Lama tak menunjukkan keahlian dalam menggocek bola, tahun 1974
Junaidi yang menjadi karyawan Pertamina bergabung dengan klub
Indonesia Muda. Sekaligus bermain untuk Persija. Ketika pelatih
Wiel Coerver tiba di Jakarta, pertengahan 1975 untuk mengawali
kontrak melatih team PSSI ke turnamen Pre Olimpik 1976, ia
dengan cepat terpukau oleh permainan Junaidi. Lantas ia
meluncurkan janji pada Junaidi, untuk mengembangkan ketrampilan
sebagai pemain di salah satu klub di Spanyol atau Perancis.
Janji menambah pengalaman itu dengan cepat menggiurkan Junaidi.
Dan waktu keberangkatanpun sudah ditetapkan: selepas turnamen
Pre Olimpik. Jumlah kontrak pun sudah diancar-ancar: 100.000
Gulden per tahun.
Akhir Juni lalu, kesempatan yang dinanti Junaidi pun datang.
Asisten pelatih, Wiem Hendriks mengirimkan tiket KLM untuk
dirinya. Dan pesan telepon: segera berangkat.
Minggu, 4 Juli 1976 Junaidi pun terbang ke Amsterdam menemui
Hendriks dan makelar Hunseigh. Kesuntukan waktu itulah yang
menyebabkan Junaidi tak sempat menemui Ketua Umum PSSI.
"Bagaimana mungkin saya menemui Pak Bardosono. Karena beliau
waktu itu berada di Yogya", cerita Junaidi. Ia mungkin benar.
Sebab waktu itu Bardosono tengah dirundung musibah. Puteranya
meninggal dalam suatu kecelakaan lalulintas di Jawa Tengah.
Hingga ia lama tak menampakkan diri di Jakarta.
Atas pertimbangan itu, Sekretaris Umum PSSI, Yumarsono lalu
membuatkan 'surat pengantar' buat Junaidi. Agar dirinya tidak
sampai terlantar di negeri orang. Dan atas dasar 'surat
pengantar' itu pula, pejabat DKI dan tokoh sepakbola Jayakarta,
drs F.H. Hutasoit mengulurkan tangan dalam menjamin
keberangkatannya -- jaminan ini diperlukan oleh Jawatan Imigrasi
bagi pegawai yang hendak ke luar negeri.
Kedatangan Junaidi yang tiba-tiba di Amsterdam cukup mengagetkan
Coerver. Ia mengharapkan Junaidi datang bersama PSSI Harimau
yang melawat ke Eropa. Karena dengan demikian, lebih mudah
baginya untuk menawarkan Junaidi kepada klub-klub di sana. "Di
situlah kekeliruan saya", kata Junaidi. "Saya kira Coerver yang
menyuruh saya supaya cepat datang. Sebab tiket pesawat
dikirimkan oleh asistennya, Hendriks".
Karena Junaidi sudah berada di Belanda, di sini ia tidak mungkin
main dalam salah satu klub mengingat ada pembicaraan telepon
antara Muelleman, Ketua KNVB dengan Bardosono mengenai
keberangkatan Junaidi yang tanpa izin Ketua Umum PSSI. Bardosono
minta agar Junaidi tidak diterima di sana. Lalu oleh Hunseigh,
bintang PSSI ini diperkenalkan dengan klub Hokkeren di Belgia.

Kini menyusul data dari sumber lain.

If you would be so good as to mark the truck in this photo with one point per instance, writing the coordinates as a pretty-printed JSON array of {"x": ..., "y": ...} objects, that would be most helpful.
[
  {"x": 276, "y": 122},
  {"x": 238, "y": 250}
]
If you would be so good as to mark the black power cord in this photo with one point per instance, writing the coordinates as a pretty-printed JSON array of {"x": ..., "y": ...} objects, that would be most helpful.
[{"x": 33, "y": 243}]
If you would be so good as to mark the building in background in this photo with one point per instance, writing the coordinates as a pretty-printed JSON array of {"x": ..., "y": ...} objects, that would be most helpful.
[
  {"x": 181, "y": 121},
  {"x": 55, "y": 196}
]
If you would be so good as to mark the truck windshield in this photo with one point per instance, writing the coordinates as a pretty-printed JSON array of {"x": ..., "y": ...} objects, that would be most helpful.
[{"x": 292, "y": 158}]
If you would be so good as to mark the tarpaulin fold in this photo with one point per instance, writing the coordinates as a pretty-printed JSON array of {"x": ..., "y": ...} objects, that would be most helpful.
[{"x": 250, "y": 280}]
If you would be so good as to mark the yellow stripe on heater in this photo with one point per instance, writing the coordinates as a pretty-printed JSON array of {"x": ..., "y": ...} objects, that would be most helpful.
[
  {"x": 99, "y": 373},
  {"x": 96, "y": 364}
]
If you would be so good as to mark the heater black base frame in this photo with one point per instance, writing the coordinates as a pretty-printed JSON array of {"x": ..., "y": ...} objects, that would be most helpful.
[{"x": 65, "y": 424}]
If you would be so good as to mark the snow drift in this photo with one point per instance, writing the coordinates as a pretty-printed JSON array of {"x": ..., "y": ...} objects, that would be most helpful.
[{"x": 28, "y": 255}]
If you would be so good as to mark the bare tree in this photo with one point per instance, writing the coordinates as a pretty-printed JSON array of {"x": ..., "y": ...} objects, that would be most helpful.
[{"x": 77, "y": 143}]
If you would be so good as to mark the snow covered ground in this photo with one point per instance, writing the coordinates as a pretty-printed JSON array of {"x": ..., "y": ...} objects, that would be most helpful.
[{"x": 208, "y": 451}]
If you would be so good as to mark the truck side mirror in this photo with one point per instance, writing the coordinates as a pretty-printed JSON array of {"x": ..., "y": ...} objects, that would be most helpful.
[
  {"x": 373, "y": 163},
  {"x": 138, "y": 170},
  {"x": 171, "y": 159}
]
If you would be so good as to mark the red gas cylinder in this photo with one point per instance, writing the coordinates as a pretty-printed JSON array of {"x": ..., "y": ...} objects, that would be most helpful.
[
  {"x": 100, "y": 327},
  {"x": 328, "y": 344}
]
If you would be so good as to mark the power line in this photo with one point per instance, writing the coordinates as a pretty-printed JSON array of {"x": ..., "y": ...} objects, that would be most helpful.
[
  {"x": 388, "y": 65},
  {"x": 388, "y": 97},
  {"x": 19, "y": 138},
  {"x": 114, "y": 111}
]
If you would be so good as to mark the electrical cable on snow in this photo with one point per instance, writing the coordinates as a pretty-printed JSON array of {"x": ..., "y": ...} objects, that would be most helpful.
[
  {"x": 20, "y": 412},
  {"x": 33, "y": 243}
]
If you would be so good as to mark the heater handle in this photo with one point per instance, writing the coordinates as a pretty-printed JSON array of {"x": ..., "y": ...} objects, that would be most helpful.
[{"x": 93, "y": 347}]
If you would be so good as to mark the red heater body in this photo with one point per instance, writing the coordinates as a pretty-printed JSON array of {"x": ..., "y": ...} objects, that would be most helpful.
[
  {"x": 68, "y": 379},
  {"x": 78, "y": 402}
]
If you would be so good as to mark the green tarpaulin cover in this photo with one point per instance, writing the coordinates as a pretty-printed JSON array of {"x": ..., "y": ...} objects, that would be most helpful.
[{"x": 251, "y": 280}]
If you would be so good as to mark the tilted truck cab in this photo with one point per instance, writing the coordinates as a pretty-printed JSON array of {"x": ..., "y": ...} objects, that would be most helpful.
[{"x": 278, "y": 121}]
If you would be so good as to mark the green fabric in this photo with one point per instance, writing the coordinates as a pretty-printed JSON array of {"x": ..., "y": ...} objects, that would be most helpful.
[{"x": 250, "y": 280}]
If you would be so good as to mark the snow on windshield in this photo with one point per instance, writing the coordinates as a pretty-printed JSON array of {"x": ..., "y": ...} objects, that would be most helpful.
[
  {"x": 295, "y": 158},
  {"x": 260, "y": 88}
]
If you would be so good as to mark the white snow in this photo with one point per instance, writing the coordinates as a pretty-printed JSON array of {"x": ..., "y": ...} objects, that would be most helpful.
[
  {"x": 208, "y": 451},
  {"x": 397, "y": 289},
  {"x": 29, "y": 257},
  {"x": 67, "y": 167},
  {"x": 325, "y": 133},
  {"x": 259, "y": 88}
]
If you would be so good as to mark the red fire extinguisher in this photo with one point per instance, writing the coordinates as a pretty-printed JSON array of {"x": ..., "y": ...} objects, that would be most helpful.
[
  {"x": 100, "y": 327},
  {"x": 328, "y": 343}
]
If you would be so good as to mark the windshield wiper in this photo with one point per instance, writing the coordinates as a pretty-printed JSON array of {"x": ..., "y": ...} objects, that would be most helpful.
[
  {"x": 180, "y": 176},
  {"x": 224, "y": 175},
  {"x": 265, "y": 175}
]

Setelah melalui 2 kali test -- 1 kali dalam pertandingan -- dan
penurunan tarif dari 100.000 Gulden menjadi 70.000 Gulden,
pimpinan Lokkeren tak menunjukkan keberatan atas Junaidi.
"Mereka dengan positif menerima saya", tutur Junaidi setelah di
sana menunjukkan kebolehan bersama pemain Polandia, Lubanski
yang dikontrak sebesar 500.000 Gulden. "Hanya saja karena di
Lokkeren sudah ada 3 pemain asing (jumlah yang ditetapkan
peraturan), maka saya diminta untuk menunggu. Sementara mereka
menjual salah seorang dari 3 pemain asing tersebut".
Dalam proses menanti itu (sekalipun Hunseigh tetap mau
mengeluarkan biaya bagi dirinya), Junaidi selalu dihubungi per-
telepon oleh pacarnya. Yang meminta kalau ia sudah tak berhasil
di sana agar pulang saja ke Indonesia. "Kalau tidak karena dia
(Junaidi keberatan menyebutkan nama pacarnya), saya tidak
bakalan kembali", lanjut Junaidi yang akan mengakhiri masa
lajangnya sebelum 31 Desember depan. Pertengahan Agustus lalu,
ia memang kembali. Dan tetap bkerja di bagian Aviasi Pertamina
di Halim Perdanakusuma setelah meninggalkan pekerjaan 1 bulan
-- terhitung masa cutinya selama 2 minggu.
Junaidi yang jatuh di kaki 'SK' Ketua Umum PSSI itu, kini tampak
tengah bersiap untuk menyambut masa depannya di Pertamina.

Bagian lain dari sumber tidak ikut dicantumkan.